In an open letter to lawmakers, business powerhouses including Apple, Google and Rackspace warned that permitting discrimination against LGBTQ communities would harm the state's economy. The San Antonio Chamber of Commerce, the San Antonio Hispanic Chamber of Commerce, the San Antonio LGBT Chamber of Commerce and Visit San Antonio also backed the letter.
Nonetheless, Lt. Gov. Dan Patrick, who presides over the Senate, has tagged the measure as one of his top 30 legislative priorities and has continued to defend it in the face of criticism from business interests.
However, the bill is likely to face longer odds in the house, experts say.

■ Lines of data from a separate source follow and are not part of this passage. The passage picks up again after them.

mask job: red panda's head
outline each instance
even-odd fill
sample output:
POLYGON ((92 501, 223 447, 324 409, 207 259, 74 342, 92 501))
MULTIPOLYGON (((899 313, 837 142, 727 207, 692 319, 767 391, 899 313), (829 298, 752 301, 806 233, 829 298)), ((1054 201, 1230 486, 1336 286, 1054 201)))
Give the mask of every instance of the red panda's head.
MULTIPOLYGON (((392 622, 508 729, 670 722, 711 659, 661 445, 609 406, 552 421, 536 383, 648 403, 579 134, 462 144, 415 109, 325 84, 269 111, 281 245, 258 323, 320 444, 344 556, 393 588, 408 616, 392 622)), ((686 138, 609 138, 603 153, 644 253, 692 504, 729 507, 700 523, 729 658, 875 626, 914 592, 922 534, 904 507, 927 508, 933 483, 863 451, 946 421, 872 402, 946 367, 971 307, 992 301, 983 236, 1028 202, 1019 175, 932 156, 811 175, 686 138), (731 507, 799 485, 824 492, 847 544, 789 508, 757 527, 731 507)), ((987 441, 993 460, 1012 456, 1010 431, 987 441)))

House Speaker Dennis Bonnen signaled at the beginning if this session that he was focused on school finance and property tax reform, adding that he would be "very discouraged" by legislation that distracts from those priorities.
During the last legislative session, a coalition of business groups and civil rights advocates successfully routed the divisive Bathroom Bill championed by Patrick, said Cal Jillson, a political science professor at Southern Methodist University. That proposal would have would have restricted transgender Texans’ access to public restroom facilities.
"We'll see how energized the business community becomes this time," he said. "This bill is less direct and obvious than the bathroom bill, but there's still cause for people to be concerned about what it means for the state."